Aug 30, 2014

Five New Monkey Species ID'd in South American Forests

Five new monkey species have just been added to the animal record books, according to a new study.

The primate additions — all saki monkeys from South America — mean that there are now 16 saki monkeys known to science. The monkeys are described in the study, which is published in the journal Neotropical Primates.

All of the monkeys are beneficial to the environment, helping to disperse seeds in their tropical rain forest habitats.

“I began to suspect there might be more species of saki monkeys when I was doing field research in Ecuador,” Laura Marsh, director and co-founder of the Global Conservation Institute, said in a press release. “The more I saw, the more I realized that scientists had been confused in their evaluation of the diversity of sakis for over two centuries.”

The discoveries mark a recent trend of researchers analyzing data on certain animals, only to find that the look-alike individuals represent different species. In this case, the monkeys were thought to be subspecies or just variants of the known different types of sakis.

The five new species are found in Brazil, Peru, and Bolivia. Their ranges extend throughout the Amazon Basin and the Guiana Shield. The monkeys are elusive, and for good reason: humans and other predators like to eat them. In other words, we’ve been killing animals not even knowing what they really were.

“This revision of the genus shows clearly how little we still know about the diversity of the natural world that surrounds us and upon which we ourselves depend so much,” said Russell Mittermeier, president of Conservation International and for whom one of the new species, Pithecia mittermeieri, was named.

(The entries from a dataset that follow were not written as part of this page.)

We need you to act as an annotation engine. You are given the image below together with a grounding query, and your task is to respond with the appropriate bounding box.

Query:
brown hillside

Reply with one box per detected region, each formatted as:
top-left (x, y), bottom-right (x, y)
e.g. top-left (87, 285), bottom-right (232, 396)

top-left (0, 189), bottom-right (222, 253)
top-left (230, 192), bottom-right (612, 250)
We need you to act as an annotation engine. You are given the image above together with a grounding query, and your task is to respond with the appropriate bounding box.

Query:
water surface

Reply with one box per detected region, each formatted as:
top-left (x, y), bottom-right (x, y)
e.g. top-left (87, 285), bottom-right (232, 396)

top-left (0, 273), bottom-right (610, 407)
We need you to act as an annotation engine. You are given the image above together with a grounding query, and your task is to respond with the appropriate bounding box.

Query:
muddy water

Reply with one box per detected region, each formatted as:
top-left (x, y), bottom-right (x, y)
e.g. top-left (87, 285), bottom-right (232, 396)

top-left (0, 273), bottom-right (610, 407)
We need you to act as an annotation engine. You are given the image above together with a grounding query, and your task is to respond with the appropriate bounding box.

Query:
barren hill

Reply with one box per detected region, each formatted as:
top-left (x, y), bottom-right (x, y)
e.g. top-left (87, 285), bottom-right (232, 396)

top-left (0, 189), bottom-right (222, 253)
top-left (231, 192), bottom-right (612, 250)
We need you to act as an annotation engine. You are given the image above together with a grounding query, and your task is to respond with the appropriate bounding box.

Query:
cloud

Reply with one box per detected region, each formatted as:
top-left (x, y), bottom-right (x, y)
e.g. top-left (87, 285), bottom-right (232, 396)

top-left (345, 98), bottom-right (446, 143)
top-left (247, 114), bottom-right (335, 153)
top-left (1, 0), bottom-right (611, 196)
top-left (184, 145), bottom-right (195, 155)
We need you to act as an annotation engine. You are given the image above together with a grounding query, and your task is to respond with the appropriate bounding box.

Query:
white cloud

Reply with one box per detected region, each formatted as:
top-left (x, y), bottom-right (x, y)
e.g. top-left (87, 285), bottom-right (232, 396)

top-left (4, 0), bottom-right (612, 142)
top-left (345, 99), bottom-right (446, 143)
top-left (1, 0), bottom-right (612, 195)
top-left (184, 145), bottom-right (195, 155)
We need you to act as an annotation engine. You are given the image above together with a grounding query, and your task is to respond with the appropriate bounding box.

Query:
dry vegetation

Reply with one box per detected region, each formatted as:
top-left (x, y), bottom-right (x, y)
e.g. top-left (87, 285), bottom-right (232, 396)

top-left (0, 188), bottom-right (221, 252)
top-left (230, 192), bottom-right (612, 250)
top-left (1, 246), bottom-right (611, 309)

The other new saki monkeys were named after other prominent primatologists and animal conservationists, such as Alcides Pissinatti and José de Souza e Silva-Júnior. One of the monkeys was also named after Isabel Gramesón Godin, considered “the first woman of the Amazon.” She lived in Colonial Peru (now Ecuador) in the 18th century and was the lone survivor of a grueling, 42-person, 3,000-mile expedition from her city in the Andes, all the way across the Amazon basin to French Guiana.